The Perks Of Being A Wallflower (2012)
“Benim gerçekte ne kadar deli olduğumu bilseler beni yine de bu kadar sevebilirler mi?” diye soran, filmde Charlie’nin aşık olduğu karakter Sam, yanıtını Charlie’nin hayatında buluyor. “Neden herkesi kurtaramıyoruz?” diye soran, filmde de “Nothing” yaftalamasına maruz bırakılan ve Charlie’nin mektup yazdığı arkadaşının dışındaki en yakın arkadaşı olan Patrick karakteri, yine sorusunun cevabını Charlie’nin hayatında buluyor. Dostlukların nasıl ve ne kadar sürede kurulubileceğinin cevabını da biz Charlie’nin hayatında buluyoruz.

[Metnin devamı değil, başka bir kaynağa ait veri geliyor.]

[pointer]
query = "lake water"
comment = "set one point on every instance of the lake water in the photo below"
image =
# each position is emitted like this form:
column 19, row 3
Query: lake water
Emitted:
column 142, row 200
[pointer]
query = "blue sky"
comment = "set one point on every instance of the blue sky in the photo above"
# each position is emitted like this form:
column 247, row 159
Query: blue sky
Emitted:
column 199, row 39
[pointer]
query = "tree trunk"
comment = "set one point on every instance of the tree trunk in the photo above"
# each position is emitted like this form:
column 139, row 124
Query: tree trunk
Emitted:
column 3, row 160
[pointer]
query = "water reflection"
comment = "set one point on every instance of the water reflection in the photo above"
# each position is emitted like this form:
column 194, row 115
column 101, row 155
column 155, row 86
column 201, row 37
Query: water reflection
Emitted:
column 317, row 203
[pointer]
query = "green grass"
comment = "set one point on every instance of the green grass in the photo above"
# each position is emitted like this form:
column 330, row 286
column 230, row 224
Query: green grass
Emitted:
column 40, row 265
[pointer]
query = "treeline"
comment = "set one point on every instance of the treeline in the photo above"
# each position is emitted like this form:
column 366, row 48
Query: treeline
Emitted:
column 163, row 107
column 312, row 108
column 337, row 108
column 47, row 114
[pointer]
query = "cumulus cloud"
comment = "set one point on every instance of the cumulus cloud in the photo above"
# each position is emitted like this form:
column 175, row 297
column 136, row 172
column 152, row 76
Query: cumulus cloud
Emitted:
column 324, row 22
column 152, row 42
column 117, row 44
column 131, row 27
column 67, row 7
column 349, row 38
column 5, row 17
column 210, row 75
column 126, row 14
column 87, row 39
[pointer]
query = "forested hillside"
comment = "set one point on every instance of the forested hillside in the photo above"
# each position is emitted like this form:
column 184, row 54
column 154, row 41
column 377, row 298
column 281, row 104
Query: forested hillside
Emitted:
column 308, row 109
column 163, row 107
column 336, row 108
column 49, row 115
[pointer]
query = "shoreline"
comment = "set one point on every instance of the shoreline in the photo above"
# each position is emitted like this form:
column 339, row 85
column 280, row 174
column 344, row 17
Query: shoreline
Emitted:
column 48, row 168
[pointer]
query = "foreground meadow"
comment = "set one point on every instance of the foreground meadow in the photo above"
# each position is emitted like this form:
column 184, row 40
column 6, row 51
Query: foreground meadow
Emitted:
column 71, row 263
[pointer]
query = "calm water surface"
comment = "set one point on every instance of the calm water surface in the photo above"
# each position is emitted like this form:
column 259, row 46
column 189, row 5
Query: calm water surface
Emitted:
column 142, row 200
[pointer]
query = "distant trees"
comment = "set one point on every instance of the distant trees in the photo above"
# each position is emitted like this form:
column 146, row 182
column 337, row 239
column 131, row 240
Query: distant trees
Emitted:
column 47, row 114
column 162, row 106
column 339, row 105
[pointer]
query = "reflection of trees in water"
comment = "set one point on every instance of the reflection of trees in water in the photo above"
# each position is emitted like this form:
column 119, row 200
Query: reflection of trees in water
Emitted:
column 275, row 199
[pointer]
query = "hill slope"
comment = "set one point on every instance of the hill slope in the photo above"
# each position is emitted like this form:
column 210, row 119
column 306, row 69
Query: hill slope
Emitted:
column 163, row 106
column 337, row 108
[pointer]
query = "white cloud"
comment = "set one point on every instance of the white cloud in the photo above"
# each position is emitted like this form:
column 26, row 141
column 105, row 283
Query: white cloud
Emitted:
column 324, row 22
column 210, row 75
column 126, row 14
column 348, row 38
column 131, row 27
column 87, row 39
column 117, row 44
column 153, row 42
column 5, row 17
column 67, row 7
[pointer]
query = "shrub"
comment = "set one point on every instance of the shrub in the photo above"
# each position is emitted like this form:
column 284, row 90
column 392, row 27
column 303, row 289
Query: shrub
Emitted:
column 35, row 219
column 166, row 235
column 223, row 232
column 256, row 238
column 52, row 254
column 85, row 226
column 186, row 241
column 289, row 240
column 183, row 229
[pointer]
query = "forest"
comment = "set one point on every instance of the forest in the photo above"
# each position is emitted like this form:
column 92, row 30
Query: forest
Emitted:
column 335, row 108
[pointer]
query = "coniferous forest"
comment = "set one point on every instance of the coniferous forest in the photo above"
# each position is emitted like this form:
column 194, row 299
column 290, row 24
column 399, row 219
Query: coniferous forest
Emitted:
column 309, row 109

Filme malzeme olan ögeler, klasik Amerikan liselerindeki gençlerin hayatının anlatıldığı filmlerle paralellik taşıyor. Bu lisenin de futbol takımı, bu takımın okulun ezik diye tabir edilen kesime işkence eden zorbaları, popüler kızları ve erkekleri aynı zamanda bunların arasında çıkan kavgaları var. Ama filmde anlatım yolu çok farklı. Öncelikle oyunculuklar göz dolduruyor ve klasik hatta bayağı gençlik filmlerindekilerin aksine samimi. Başrolleri paylaşan, Logan Lerman, Emma Watson ve Ezra Miller rollerini gerçekten yaşamışlar. Özellikle Charlie karakterine hayat veren Logan Lerman sanki onun acılarını, mutluluklarını, zevklerini yani neredeyse tüm hayatını hissetmiş ve paylaşmış. Yönetmen hikayesini anlatırken özgür olduğu için oyunculuklar da o denli özgür olmuş.